Si no fuera porque viniste con Shen Bingqian, ya te habría mandado a volar de una patada.

—Grandulón, ¿quieres patearme?

—Jiang Xiaobai levantó la vista, con una sonrisa fría en el rostro—.

Entonces, ¿por qué te contienes?

¡Hazlo, patéame!

Bajo la provocación de Jiang Xiaobai, Zhang Kai, que normalmente hacía lo que le daba la gana, no pudo contener su ira.

Levantó el pie en alto y apuntó una patada a la cara de Jiang Xiaobai.

Un borrón pasó ante sus ojos, y el Jiang Xiaobai que estaba frente a Zhang Kai había desaparecido.

—¡Hermano Kai, está detrás de ti!

Un compañero que jugaba al baloncesto le avisó a Zhang Kai.

Justo cuando Zhang Kai estaba a punto de darse la vuelta, recibió una sólida patada en el trasero y cayó de bruces al suelo.

—¡Hermano Kai!

Varios compañeros de equipo vieron caer a Zhang Kai e inmediatamente corrieron hacia él, levantándolo del suelo.

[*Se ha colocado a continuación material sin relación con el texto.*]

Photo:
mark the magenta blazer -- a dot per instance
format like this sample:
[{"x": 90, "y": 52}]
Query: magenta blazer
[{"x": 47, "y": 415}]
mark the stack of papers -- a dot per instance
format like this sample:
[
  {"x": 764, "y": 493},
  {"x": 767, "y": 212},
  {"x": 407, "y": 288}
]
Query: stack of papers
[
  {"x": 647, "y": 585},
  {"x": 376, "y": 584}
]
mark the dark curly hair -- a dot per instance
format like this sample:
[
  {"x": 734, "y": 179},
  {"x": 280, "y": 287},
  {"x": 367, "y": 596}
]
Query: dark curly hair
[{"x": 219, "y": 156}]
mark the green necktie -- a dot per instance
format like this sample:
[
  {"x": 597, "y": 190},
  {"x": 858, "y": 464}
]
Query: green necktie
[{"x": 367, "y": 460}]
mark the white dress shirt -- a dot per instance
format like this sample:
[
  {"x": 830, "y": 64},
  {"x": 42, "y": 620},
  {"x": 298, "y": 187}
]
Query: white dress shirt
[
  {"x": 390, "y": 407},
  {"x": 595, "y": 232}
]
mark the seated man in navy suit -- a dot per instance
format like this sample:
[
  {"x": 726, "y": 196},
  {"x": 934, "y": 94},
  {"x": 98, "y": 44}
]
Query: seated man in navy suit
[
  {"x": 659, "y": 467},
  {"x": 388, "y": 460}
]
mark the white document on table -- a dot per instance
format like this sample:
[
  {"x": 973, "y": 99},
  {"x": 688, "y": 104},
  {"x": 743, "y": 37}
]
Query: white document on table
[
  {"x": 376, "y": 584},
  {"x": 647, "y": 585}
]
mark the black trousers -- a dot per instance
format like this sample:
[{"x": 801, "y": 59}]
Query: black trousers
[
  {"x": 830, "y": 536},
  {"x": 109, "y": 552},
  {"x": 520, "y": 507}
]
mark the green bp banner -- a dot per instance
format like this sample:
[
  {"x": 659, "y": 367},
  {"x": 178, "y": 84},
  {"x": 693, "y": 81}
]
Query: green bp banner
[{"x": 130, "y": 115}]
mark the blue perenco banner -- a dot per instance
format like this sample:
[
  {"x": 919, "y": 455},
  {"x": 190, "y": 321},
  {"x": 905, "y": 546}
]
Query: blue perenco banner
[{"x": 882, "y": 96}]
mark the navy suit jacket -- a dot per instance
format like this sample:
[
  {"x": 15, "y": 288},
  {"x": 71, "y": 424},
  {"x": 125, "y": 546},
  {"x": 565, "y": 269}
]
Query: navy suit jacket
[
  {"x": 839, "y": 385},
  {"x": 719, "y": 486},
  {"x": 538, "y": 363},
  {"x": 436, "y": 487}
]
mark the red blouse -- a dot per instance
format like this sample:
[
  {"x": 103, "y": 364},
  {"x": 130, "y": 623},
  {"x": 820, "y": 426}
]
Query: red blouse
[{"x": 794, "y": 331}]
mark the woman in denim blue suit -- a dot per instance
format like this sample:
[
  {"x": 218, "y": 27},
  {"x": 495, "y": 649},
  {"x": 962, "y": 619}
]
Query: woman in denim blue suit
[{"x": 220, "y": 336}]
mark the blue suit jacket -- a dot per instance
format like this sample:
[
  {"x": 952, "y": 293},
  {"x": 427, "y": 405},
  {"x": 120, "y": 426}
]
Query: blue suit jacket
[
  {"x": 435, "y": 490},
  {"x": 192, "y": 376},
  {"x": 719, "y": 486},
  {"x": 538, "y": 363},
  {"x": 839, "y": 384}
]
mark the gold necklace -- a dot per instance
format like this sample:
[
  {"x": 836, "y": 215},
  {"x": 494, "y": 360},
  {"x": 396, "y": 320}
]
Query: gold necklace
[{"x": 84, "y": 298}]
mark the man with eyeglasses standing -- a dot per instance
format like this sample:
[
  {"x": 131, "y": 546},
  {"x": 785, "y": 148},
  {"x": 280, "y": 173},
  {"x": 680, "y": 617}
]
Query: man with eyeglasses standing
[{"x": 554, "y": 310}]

Al incorporarse, Zhang Kai intentó abalanzarse sobre Jiang Xiaobai, pero sus amigos lo sujetaron.

—¡Soltadme!

¡Voy a matar a este chico a golpes!

Zhang Kai era como un león furioso atrapado en una jaula, y si sus amigos no lo hubieran estado sujetando, ya se habría abalanzado.

—Hermano Kai, cálmate, ¿quieres?

Este chico es el del video que se ha hecho viral en el campus hoy, ¡míralo bien y compruébalo tú mismo!

Se encargó de esos quince brutos del instituto de deportes y les bajó los humos.

¿Crees que puedes ganarle en una pelea?

Alguien le susurró unas palabras al oído a Zhang Kai, y este finalmente se calmó.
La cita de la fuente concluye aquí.